Пару минут мы медленно шагали рядом в относительной тишине. Относительной — это потому, что система механизмов, позволяющая Спящему Лису ходить, была совсем не бесшумной. Шипела гидравлика, щелкал металл, скрипели прокладки, да и сам человек, прилагающий определенные усилия на каждый шаг, дышал прерывисто и шумно. Наконец, видимо, приноровившись к ходьбе, самый знаменитый детектив страны задал мне самый обыкновенный вопрос.
— Не догадываешься, почему я здесь, Кирью-кун?
— У меня есть только одна версия, — равнодушно ответил я, — И она маловероятна.
— Какая же? — спустя пару шагов спросил инвалид.
— Маловероятная, — повторил я, — Сомневаюсь, что ваши протезы позволят вам принять позу догэдза, а значит, вы явились не для того, чтобы просить прощения от имени правительства… за ту резню, в которую ввергли меня и додзё моего деда.
— А, вот ты про что, — шипящий, скрипящий и привлекающий своими формами взгляды прохожих, Хаттори почти весело хмыкнул, — Нет, встать на колени у меня не выйдет, да и не собираюсь. Я к тебе, Кирью-кун, пришёл по поводу твоего покойного друга, Каваси Дайсуке.
— Спрашивайте, — кивнул я, продолжая шагать.

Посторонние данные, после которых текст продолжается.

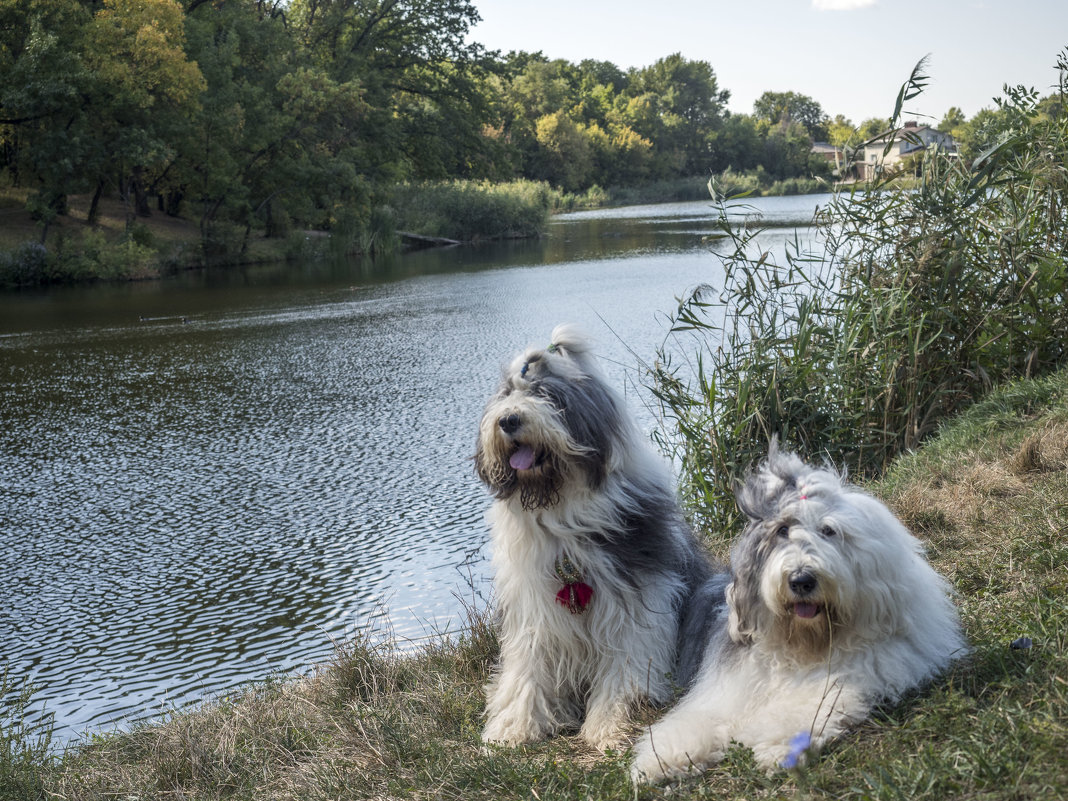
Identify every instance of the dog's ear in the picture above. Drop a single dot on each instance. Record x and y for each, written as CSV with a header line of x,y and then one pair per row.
x,y
756,496
744,606
741,611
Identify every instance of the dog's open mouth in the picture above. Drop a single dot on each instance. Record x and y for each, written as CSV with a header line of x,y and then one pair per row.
x,y
806,610
523,457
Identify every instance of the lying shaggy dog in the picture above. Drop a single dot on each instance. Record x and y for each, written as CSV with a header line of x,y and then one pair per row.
x,y
831,608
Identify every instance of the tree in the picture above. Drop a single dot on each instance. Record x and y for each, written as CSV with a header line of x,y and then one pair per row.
x,y
418,73
687,108
564,157
144,87
772,108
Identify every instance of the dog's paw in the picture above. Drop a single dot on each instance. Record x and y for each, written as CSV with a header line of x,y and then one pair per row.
x,y
657,759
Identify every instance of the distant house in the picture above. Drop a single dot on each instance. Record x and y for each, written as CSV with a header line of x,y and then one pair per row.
x,y
908,141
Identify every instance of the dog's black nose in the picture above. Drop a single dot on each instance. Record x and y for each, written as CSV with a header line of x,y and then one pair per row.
x,y
802,582
509,424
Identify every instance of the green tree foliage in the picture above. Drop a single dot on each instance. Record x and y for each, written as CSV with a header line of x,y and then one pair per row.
x,y
776,108
684,108
264,114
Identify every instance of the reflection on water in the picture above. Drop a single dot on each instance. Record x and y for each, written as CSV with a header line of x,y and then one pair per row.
x,y
206,478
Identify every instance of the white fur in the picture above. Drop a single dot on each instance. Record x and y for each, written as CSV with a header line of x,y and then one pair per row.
x,y
560,670
885,626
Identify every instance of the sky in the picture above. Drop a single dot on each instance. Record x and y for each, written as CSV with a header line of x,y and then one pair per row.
x,y
850,56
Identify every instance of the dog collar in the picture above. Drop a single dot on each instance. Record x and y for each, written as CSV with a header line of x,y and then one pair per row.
x,y
576,594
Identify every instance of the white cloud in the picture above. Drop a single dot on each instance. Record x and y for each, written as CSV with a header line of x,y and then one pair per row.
x,y
842,4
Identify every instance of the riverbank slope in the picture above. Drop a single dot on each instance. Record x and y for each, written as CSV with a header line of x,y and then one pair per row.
x,y
989,498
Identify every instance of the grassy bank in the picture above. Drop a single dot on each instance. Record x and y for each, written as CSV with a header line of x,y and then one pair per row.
x,y
115,248
988,496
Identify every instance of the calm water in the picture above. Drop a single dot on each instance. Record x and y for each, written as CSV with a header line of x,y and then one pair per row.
x,y
208,478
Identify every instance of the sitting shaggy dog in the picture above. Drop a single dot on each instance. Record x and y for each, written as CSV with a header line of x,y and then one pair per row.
x,y
830,609
594,564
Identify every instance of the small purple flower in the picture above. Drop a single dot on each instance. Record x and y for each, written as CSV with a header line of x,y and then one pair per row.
x,y
799,744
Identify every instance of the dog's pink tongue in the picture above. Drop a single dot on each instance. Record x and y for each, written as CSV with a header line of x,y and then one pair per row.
x,y
522,458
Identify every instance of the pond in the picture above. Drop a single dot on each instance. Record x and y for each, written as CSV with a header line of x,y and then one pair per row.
x,y
210,478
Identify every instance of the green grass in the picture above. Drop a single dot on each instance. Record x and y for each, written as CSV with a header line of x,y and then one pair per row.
x,y
989,497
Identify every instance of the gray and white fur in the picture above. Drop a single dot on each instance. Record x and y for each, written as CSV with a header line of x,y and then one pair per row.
x,y
831,609
576,482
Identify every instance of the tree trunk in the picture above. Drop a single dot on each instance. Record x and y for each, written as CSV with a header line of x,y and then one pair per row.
x,y
94,205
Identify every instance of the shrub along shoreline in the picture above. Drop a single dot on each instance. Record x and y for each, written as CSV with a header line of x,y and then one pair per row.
x,y
989,498
119,247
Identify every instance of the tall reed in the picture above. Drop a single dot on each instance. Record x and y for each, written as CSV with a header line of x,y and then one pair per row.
x,y
906,307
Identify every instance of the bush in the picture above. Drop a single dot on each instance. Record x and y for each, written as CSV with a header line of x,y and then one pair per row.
x,y
26,748
470,210
911,305
26,265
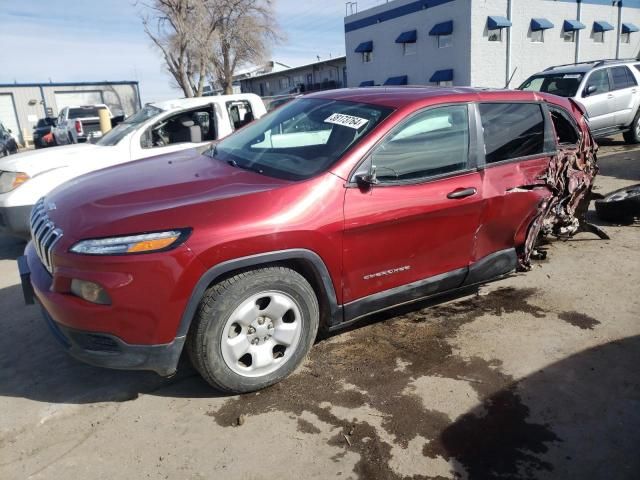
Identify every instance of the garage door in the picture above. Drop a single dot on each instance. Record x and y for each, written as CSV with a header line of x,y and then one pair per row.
x,y
8,115
70,99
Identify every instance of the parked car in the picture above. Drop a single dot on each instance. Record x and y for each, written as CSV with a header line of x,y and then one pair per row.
x,y
608,89
8,144
78,124
42,135
156,129
334,206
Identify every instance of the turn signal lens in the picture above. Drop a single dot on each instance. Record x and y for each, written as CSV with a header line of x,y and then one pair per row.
x,y
89,291
142,243
11,180
150,245
19,179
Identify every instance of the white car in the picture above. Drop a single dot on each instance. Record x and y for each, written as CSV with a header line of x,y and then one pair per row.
x,y
156,129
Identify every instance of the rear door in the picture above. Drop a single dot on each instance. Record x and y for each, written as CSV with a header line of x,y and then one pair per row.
x,y
624,90
419,220
599,104
518,148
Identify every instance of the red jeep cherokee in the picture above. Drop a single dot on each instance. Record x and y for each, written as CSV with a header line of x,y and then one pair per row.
x,y
334,206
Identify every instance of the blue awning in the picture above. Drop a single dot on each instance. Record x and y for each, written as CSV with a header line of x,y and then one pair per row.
x,y
365,47
495,22
540,24
573,25
408,37
442,76
444,28
401,80
602,26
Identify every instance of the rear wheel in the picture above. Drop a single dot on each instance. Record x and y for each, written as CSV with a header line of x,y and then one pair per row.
x,y
253,329
633,135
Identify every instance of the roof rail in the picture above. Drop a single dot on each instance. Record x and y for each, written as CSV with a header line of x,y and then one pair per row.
x,y
595,63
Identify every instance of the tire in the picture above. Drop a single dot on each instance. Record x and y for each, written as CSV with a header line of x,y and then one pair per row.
x,y
281,308
620,206
633,134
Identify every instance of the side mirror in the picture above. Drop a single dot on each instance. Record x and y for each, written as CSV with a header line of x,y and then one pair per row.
x,y
590,90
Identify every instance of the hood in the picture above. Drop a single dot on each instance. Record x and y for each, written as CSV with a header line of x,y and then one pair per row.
x,y
168,191
35,162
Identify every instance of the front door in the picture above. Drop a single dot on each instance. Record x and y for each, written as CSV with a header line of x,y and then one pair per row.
x,y
419,220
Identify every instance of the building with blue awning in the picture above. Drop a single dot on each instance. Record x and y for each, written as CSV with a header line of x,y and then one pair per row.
x,y
484,42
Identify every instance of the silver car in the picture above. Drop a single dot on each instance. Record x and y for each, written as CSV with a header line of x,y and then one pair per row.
x,y
608,89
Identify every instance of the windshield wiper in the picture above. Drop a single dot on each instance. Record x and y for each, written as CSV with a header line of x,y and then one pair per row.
x,y
233,163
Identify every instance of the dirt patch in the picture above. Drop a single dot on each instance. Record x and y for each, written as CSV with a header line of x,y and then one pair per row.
x,y
580,320
369,361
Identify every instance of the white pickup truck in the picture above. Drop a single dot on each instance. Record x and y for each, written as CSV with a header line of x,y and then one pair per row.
x,y
156,129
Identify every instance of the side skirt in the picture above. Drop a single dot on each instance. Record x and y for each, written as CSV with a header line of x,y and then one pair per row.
x,y
491,267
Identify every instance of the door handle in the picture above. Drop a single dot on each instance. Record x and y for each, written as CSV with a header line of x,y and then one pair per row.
x,y
462,193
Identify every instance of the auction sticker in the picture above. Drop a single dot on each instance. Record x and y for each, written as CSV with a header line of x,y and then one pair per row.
x,y
347,120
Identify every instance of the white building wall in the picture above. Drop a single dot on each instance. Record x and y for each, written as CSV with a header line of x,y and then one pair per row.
x,y
475,60
388,59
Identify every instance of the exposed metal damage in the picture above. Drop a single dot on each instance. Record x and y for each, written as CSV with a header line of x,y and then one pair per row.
x,y
569,178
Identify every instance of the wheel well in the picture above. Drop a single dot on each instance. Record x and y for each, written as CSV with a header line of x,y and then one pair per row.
x,y
304,268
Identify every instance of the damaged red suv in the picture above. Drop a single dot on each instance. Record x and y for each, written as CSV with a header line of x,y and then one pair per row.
x,y
336,205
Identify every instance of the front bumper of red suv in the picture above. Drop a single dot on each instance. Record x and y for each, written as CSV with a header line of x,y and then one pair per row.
x,y
97,334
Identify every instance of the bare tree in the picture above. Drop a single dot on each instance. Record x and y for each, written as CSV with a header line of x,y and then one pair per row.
x,y
246,30
204,39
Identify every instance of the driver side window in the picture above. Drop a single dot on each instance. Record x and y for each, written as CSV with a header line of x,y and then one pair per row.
x,y
194,126
434,142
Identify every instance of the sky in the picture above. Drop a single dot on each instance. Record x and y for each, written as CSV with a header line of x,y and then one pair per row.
x,y
96,40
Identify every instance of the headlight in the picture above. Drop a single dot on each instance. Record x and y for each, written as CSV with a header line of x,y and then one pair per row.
x,y
143,243
11,180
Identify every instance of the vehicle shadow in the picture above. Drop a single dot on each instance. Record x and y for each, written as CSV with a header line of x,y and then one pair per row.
x,y
34,365
623,165
577,418
11,247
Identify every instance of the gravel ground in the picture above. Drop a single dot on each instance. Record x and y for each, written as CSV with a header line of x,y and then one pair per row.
x,y
532,377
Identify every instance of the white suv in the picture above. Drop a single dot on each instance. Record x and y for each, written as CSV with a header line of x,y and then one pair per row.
x,y
158,128
608,90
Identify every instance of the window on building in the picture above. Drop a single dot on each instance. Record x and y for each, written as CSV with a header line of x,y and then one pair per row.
x,y
512,130
445,41
569,36
409,49
537,36
495,35
434,142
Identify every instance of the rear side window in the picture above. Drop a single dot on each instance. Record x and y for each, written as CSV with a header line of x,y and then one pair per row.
x,y
565,127
434,142
600,80
512,130
622,78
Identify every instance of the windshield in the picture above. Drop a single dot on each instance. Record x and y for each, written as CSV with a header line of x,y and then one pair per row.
x,y
83,112
562,84
116,134
300,139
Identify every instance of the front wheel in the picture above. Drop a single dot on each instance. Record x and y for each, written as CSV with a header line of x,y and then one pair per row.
x,y
253,329
633,134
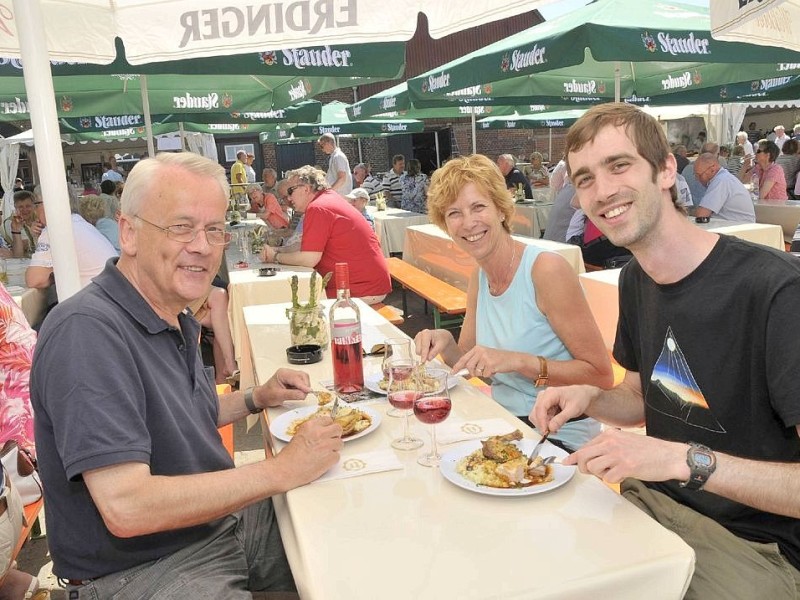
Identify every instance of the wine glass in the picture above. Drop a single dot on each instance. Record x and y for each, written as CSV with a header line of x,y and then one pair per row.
x,y
432,405
403,390
395,348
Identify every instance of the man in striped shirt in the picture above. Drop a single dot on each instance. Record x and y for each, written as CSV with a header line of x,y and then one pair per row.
x,y
391,181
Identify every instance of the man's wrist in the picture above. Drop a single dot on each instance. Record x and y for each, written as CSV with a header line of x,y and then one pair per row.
x,y
249,402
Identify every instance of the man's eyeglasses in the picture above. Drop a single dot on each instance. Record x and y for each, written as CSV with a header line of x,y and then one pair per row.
x,y
184,234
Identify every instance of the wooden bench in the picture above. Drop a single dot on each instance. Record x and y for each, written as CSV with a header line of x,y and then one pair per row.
x,y
444,298
390,313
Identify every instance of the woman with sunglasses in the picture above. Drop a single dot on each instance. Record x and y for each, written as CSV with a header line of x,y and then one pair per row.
x,y
769,175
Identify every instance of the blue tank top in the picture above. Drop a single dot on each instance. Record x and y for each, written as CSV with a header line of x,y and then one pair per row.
x,y
512,321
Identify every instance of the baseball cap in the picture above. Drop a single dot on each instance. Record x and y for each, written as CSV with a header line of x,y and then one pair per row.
x,y
358,193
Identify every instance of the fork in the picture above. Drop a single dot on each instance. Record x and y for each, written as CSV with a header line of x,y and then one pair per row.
x,y
535,452
335,407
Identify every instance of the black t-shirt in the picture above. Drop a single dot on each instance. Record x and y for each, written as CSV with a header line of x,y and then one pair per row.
x,y
514,178
717,357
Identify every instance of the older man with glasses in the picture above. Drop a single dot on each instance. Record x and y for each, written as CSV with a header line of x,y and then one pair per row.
x,y
725,196
142,496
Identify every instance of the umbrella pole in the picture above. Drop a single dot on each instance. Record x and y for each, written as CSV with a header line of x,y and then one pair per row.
x,y
44,121
474,141
148,125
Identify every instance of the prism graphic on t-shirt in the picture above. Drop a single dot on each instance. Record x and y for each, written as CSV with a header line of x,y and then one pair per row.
x,y
674,392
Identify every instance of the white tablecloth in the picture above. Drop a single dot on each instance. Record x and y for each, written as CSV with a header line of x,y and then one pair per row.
x,y
759,233
530,219
390,226
428,248
409,533
785,215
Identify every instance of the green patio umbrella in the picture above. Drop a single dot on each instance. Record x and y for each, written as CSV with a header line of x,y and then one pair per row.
x,y
334,120
607,49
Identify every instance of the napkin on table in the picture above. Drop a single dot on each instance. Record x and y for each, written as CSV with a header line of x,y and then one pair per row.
x,y
478,429
363,464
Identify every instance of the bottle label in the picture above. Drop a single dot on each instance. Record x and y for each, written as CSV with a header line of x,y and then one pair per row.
x,y
346,333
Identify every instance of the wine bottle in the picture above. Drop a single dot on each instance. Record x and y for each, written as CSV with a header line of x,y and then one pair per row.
x,y
345,319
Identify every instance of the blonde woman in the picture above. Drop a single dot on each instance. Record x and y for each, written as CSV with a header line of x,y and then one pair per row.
x,y
527,324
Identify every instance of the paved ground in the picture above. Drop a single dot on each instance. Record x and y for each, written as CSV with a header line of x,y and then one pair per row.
x,y
248,446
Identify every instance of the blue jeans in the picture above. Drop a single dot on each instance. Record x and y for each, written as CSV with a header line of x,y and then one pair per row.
x,y
244,554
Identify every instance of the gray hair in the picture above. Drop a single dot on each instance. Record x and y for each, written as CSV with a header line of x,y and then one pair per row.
x,y
145,175
310,175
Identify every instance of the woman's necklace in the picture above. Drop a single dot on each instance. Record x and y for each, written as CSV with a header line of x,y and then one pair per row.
x,y
509,275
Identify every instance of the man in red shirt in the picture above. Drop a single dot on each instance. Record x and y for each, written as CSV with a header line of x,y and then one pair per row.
x,y
333,231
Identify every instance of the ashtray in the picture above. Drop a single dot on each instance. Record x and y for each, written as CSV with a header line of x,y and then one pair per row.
x,y
305,354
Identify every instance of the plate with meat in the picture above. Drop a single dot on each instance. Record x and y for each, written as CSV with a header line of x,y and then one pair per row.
x,y
355,422
498,466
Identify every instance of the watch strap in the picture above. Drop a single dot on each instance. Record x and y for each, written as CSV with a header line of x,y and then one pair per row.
x,y
250,403
543,377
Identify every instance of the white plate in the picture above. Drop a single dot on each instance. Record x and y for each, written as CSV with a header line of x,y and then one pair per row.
x,y
371,383
562,474
281,424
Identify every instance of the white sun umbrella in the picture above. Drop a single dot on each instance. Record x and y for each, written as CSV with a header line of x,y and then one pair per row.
x,y
84,31
766,22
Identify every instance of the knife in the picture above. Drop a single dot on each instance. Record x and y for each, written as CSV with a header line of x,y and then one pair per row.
x,y
538,446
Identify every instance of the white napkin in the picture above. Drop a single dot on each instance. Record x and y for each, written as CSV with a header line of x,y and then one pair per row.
x,y
459,431
363,464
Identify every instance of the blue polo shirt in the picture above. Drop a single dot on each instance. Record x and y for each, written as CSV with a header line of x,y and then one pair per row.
x,y
113,383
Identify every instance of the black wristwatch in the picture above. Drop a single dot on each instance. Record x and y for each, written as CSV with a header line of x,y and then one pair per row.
x,y
702,463
250,403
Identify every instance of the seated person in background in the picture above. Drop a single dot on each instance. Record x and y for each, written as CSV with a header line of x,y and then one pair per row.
x,y
359,198
513,176
789,161
91,246
333,231
364,179
94,210
414,188
736,159
771,180
684,193
539,177
560,215
270,178
212,313
110,173
528,324
22,223
725,196
267,207
127,417
680,157
596,249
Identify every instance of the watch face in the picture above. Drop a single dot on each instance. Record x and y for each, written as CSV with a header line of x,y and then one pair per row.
x,y
702,460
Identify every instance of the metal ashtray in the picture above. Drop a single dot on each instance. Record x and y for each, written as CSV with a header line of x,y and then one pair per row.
x,y
305,354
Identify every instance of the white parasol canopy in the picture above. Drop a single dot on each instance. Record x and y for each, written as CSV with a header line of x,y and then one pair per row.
x,y
766,22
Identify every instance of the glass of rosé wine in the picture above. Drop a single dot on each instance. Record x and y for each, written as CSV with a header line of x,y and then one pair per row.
x,y
401,395
396,349
432,405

— Ты знаешь, почему он покончил с собой?
— Знаю. Соседка, в которую он был влюблен, притащила домой аж троих мужиков и занялась с ними групповым сексом. Это разбило Дайсуке сердце… добило его. Поэтому он обдолбался и сделал то, что сделал.
— Какие подробности. Он отправил тебе прощальное письмо?
— Да.
— А почему об этом нет записей в деле?
— Потому что я не понес его в полицию, Хаттори-сан.
— Оно у тебя осталось?
— Нет, удалил.
— Как… нехорошо ты поступил, Кирью-кун.
— Я невероятно виноват. Смиренно прошу прощения, — пробубнил я максимально равнодушным тоном, — Хотите, в догэдза встану?
Шансы, что звезда размерами с Спящего Лиса будет расследовать самое банальное самоубийство хиккикомори были равны нулю, целиком и полностью. А значит…
— Значит, ты работал вместе с Каваси, Кирью-кун…
— Значит, пресса не знает о том, что вы — «сломанный», Хаттори-сан…
Спящий Лис остановился, будто наткнувшись на столб.